Well, we cannot but hope that 2010 will be the year of the new Law On Bankruptcy, which will encourage investment into Ukrainian.


Participant’s comments

Foreign Investors Have Concerns about Unpredictability of Bankruptcy Procedure in Ukraine

Legal advisor of international law company Clifford Chance Aleksey SOSHENKO:

“Our clients have concerns that Law of Ukraine On Restoring Solvency or Declaring Debtor Bankrupt (hereinafter referred to the Law) that is currently in effect fails to fully protect their rights.

“Creditors may face difficulties arising from some provisions of the Law. According to these provisions creditors’ claims are deemed satisfied and may not be restored if creditors missed 30 days’ period to file a petition with the court following official publication of information in Ukrainian print media about initiation of a respective bankruptcy case. We did not find such wording of bankruptcy provisions in most foreign laws that we’ve analyzed.
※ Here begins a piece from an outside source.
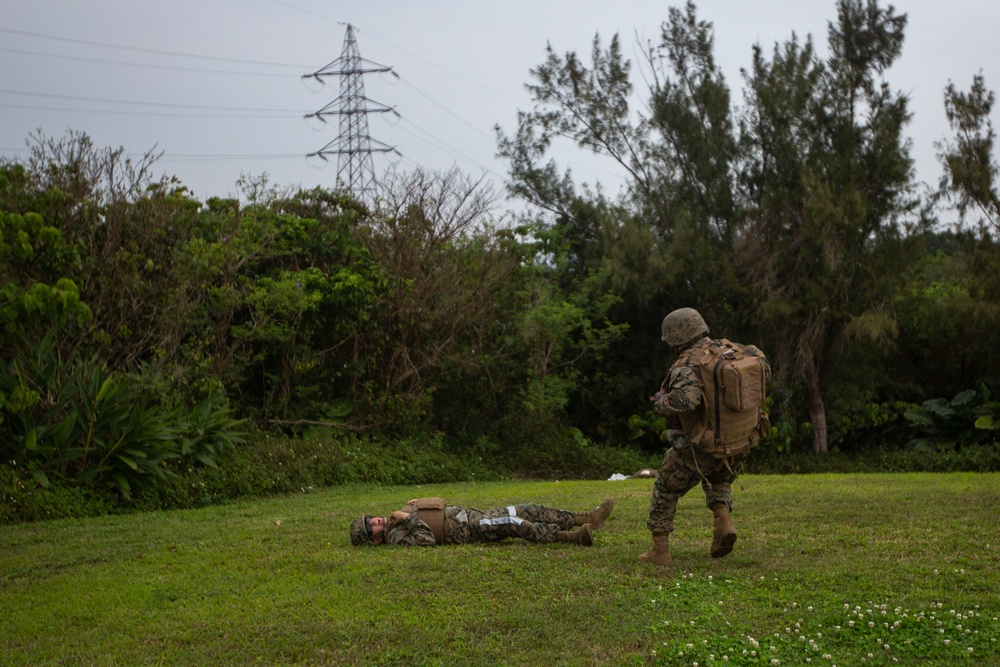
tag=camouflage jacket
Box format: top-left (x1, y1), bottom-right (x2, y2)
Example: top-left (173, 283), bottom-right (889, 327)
top-left (653, 337), bottom-right (771, 416)
top-left (386, 505), bottom-right (482, 547)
Foreign investors find such provisions problematic as they do not have an opportunity to monitor daily such publications in official Ukrainian print media and simply can miss the filing period. This problem is relevant to Ukrainian banks as well, since every bank has thousands of clients and very often it is impossible to monitor information about initiation of insolvency cases.

“Moreover, the Law fails to clearly define content of moratorium on satisfaction of creditors’ claims. For example, the moratorium covers money obligations that come due before initiation of the bankruptcy case. If money obligations become due after initiation of the bankruptcy case, the moratorium does not cover them despite the fact that the obligations had arisen before bankruptcy proceedings began. As a result, on the one hand, claims of some creditors are not satisfied because of the moratorium, on the other hand, the debtor has a right to pay money to other creditors. We consider this situation is discriminating some creditors.

“Another problem is that the bankruptcy law fails to fix a mechanism against fraudulent transfer. Today any business that is a potential debtor in a bankruptcy case and aware of its financial problems can transfer practically with impunity its assets to its related persons well in advance so that such assets do not go to creditors under the bankruptcy case. Any progressive bankruptcy law clearly defines mechanisms to contest asset transfer agreements effected by a debtor during certain period before the bankruptcy case is initiated.”